Japan's Prime Minister Shinzo Abe attends the Symposium of the 70th Anniversary of the United Nations, at the United Nations University in Tokyo, March 16, 2015. REUTERS/Toru Hanai

Prime Minister Shinzo Abe’s cabinet last July adopted a resolution that would drop a self-imposed ban on exercising the right of collective self-defense, or militarily aiding a friendly country under attack.

The planned changes will be reflected in new U.S.-Japan defense guidelines that could be unveiled next month at a possible meeting of foreign and defense ministers from the two allies ahead of Abe’s visit to Washington for a summit with U.S. President Barack Obama. The update will be the first since 1997.

The changes will be made through legislation the government is expected to take to parliament as early as May. Abe’s Liberal Democratic Party (LDP) and its more dovish partner, the Komeito party, have been ironing out differences ahead of the drafting.

“We have confirmed our common views to date concerning the direction toward preparing the legislation,” LDP Vice President Masahiko Komura told reporters, adding he hoped lawmakers from LDP and Komeito could seal the agreement at talks on Friday.

The July resolution allows Japan to exercise the minimum force necessary in case of an attack on a country with close ties to it, provided certain conditions are met.

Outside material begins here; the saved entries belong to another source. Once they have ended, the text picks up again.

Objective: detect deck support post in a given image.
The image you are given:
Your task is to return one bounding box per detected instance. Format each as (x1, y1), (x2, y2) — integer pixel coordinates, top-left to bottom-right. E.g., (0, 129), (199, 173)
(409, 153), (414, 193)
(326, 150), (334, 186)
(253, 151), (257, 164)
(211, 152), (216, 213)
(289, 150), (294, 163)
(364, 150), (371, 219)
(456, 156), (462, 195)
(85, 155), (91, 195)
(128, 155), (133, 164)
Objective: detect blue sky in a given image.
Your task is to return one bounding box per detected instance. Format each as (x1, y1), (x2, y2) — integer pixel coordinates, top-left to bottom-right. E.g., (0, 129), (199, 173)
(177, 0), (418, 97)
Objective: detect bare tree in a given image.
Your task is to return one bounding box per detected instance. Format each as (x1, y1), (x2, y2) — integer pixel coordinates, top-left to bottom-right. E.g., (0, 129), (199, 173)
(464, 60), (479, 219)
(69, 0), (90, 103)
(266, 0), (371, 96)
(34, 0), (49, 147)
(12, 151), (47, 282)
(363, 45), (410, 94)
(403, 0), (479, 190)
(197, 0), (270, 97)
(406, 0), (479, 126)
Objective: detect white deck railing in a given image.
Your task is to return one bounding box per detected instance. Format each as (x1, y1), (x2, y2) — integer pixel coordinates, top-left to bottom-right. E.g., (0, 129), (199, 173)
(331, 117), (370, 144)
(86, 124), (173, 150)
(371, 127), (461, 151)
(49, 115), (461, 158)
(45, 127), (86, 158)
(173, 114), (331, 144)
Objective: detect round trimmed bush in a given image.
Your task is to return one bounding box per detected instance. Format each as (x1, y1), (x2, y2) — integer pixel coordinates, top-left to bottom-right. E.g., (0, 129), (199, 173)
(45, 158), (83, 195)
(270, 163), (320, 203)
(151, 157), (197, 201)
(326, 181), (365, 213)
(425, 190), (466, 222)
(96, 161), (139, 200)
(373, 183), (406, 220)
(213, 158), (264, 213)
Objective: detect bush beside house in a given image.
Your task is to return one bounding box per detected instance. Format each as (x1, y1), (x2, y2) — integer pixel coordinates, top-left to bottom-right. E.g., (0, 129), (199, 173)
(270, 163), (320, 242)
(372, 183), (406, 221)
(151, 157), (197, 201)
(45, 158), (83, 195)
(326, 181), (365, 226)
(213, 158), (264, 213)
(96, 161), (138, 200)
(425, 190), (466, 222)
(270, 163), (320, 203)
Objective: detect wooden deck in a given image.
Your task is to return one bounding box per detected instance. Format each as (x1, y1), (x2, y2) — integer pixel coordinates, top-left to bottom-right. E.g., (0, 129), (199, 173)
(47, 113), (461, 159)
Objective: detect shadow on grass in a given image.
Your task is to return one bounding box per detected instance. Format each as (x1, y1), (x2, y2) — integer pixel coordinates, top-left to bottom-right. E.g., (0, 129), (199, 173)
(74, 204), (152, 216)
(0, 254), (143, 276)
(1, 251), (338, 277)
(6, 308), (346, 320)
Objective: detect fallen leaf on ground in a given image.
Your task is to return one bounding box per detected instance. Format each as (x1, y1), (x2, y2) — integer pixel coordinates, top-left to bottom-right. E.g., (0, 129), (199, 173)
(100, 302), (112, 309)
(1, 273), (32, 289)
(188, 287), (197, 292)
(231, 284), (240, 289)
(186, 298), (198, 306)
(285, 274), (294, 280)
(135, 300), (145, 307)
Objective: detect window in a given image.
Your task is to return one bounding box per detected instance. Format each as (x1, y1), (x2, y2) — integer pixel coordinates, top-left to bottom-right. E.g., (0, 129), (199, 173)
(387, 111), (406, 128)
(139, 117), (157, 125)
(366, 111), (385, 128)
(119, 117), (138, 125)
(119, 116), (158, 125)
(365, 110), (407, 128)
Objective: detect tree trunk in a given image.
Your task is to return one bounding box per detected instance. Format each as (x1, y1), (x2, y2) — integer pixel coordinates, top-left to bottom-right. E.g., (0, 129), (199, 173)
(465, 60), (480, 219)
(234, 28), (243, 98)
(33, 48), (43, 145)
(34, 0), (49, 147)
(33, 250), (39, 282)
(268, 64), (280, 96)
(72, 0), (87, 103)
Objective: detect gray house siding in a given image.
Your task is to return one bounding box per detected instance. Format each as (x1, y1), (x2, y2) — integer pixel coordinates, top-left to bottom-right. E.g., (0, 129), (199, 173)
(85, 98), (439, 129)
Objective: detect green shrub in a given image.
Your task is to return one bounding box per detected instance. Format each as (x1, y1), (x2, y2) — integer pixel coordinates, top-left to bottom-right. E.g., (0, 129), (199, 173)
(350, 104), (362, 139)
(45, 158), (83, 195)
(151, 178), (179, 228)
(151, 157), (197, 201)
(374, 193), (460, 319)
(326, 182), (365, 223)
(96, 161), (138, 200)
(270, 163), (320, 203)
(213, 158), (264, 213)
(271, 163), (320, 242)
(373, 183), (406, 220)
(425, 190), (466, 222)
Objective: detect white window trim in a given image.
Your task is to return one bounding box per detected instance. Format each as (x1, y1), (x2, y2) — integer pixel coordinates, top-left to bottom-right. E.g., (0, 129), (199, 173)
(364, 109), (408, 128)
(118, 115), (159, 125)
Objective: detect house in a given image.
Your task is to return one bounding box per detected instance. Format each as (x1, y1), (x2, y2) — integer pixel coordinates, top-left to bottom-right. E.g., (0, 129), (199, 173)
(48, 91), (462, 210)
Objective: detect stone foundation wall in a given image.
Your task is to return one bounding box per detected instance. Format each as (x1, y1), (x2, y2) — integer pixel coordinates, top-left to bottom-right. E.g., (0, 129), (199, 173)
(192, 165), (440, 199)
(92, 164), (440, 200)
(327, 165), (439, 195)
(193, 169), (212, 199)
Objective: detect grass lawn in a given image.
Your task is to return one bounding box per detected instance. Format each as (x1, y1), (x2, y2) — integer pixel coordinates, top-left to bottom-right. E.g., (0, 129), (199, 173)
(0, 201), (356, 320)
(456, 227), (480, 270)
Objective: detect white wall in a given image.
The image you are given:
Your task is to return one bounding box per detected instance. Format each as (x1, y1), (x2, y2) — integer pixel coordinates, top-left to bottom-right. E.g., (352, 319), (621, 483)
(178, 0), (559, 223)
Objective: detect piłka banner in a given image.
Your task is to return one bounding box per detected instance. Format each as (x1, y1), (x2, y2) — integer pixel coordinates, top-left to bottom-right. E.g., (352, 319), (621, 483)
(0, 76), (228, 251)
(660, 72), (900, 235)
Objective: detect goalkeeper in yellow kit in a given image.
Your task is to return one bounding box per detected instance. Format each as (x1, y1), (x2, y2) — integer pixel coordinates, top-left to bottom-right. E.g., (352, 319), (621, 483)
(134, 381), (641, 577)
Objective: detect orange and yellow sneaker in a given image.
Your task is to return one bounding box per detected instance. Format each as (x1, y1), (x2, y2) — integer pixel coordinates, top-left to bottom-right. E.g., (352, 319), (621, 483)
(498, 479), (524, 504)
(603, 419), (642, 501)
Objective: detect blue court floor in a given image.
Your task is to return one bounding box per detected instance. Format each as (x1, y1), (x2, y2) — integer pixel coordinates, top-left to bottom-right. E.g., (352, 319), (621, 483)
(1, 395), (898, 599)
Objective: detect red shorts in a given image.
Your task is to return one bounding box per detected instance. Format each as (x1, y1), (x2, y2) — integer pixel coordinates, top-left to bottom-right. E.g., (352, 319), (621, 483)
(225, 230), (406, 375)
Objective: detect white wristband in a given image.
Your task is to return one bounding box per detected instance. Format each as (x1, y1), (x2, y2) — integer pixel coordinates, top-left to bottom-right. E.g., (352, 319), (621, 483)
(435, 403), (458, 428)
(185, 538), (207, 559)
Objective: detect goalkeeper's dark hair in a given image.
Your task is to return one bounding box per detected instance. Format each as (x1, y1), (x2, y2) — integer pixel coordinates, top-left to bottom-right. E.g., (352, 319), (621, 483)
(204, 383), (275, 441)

These conditions range from a threat to Japan’s existence to a clear danger to its people’s right to life and liberty, or the lack of an appropriate alternative.

The draft pact said the new legislation needed to reflect these conditions, with parliamentary approval required to dispatch Japanese forces overseas.

The pact also called for new laws to allow provision of logistics support to foreign armed forces operating on a U.N. resolution, without needing a special law for every mission, as well as to widen Japan’s role in U.N. peace-keeping operations.